Comparation of Phenotypic and Genotypic Profile of Carbapenemase Producing Escherichia coli Sutandhio, Silvia; Budiono, Budiono; Hardiono, Hardiono; Kuntaman, Kuntaman; Wasito, Eddy Bagus; Lusida, Maria Inge
Folia Medica Indonesiana Vol 54, No 1 (2018): March
Publisher : Faculty of Medicine, Universitas Airlangga

Show Abstract | Download Original | Original Source | Check in Google Scholar | DOI: 10.20473/fmi.v54i1.8045

Abstract

Carbapenemase-producing Escherichia coli (E. coli) has caused trouble in therapeutic antibiotic selection. Carbapenemase screening procedure in laboratories is usually based on inacurate semi-automatic system. Confirmation and classification of carbapenemases according to Ambler can be done with combination of phenotypic methods, i.e., Modified Hodge Test (MHT), Sodium Mercaptoacetic Acid (SMA), and 3-Aminophenylboronic Acid (PBA). This study aimed to compare profiles of carbapenemase-producing E. coli which were confirmed and classified phenotypically with the genotypic profiles. E. coli isolates from urine specimens which were potential as carbapenemase-producers according to semi-automatic system BD Phoenix were phenotypically tested with MHT, SMA, and PBA. Isolates were grouped as carbapenemase-producers and non carbapenemase-producers. Phenotypic carbapenemase-producer isolates were classified based on Ambler criteria. All isolates were then tested with Polymerase Chain Reaction (PCR) for the presence of OXA-48, IMP1, IMP2, GES, VIM, NDM, KPC genes. Out of 30 isolates, 6 isolates (20.0%) were MHT positive, and 25 isolates (83.3%) were SMA positive, which indicated that most isolates produced were carbapenemase Ambler B. PCR confirmed 12 isolates (40.0%) had VIM gene which were classified as carbapenemase Ambler B. Phenotypic confirmatory test had 100% sensitivity and 22.2% specificity.
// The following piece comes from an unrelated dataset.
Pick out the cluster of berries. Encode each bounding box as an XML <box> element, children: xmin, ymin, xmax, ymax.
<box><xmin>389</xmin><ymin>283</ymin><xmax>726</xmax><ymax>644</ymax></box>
Classification with phenotypic confirmatory test had 91.7% match with PCR. Phenotypic confirmatory test detected more carbapenemase than PCR. This low specificity may be caused by inappropriate use of diagnostic gold standard. PCR should not be used for routine carbapenemase confirmation because of vast diversity of carbapenemases. Phenotypic confirmatory test can classify carbapenemase according to Ambler classification.